Moving forward: This division, which increasingly looks like it will have no breakout team, gives them hope. Every team in the NL Central may get a little run this year: It was the Brewers in April, the Cardinals for the first half of this month, and the Cubs now. Will it be the Reds' turn soon? They better hope so, because the Reds, once again, are more in for this year than what may await them in the future. There’s still talent here. Will they ever get it lined up in a row?

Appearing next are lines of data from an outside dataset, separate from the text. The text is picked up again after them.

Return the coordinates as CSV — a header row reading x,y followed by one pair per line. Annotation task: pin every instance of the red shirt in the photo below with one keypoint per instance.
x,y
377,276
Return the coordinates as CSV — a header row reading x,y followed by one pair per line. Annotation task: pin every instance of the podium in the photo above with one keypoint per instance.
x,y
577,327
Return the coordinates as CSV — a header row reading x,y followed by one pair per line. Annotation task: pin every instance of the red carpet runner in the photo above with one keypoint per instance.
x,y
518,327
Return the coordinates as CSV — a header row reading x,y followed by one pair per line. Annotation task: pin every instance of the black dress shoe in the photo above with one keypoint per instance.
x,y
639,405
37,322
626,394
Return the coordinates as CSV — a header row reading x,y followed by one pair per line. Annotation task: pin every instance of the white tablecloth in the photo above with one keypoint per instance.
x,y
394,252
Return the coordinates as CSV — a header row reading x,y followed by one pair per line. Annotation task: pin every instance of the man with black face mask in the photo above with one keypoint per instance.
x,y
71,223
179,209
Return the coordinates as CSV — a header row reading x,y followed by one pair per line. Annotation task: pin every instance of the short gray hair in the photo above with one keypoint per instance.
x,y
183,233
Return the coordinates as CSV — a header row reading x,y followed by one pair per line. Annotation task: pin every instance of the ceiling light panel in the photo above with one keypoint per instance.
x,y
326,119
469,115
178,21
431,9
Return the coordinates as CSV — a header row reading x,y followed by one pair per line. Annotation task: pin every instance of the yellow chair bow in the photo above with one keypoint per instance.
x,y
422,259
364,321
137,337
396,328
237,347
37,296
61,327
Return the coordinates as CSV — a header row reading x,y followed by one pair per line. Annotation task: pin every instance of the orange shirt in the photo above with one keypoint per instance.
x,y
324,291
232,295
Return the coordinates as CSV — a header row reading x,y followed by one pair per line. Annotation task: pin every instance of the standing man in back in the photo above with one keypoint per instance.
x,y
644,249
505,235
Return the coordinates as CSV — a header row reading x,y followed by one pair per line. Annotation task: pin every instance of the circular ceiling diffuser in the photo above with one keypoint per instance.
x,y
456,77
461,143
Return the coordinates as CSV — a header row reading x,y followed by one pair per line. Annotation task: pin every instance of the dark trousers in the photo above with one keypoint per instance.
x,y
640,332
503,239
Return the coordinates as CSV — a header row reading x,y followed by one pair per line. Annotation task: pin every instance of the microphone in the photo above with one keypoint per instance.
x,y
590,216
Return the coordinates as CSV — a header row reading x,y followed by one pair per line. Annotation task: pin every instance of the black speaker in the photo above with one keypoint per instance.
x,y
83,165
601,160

5th place, 9 1/2 games behind the White Sox
Did anybody see this coming? The weird thing about the Twins’ start is that, even watching them, it doesn’t feel like it should be this bad. Nelson Cruz is still hitting, Josh Donaldson has been healthy, Byron Buxton has been an absolute monster (when healthy of course). But injuries have ravaged the pitching staff, and the defense, while improved with Andrelton Simmons around, has a way of going off the rails at the worst possible times. The house is starting to collapse on the Twins, who are somehow 1-8 in extra innings. Is it too late to build it back up again?
Moving forward: This division still has wins in it to be had: Detroit, Kansas City and even Cleveland aren’t scaring anyone. There’s a reason the Twins were thought to be favorites, or at the worst co-favorites, of this division. But they are now 9 1/2 games out of first, and 10 out of the Wild Card. That is a deep, deep hole. Buxton will be back soon (hopefully), which will obviously help, but the clock is ticking, and fast. Think of it this way: The Twins would have to win 11 in a row just to get to where the Royals are right now. Does this look like a team about to win 11 in a row? They could be sellers before you know it.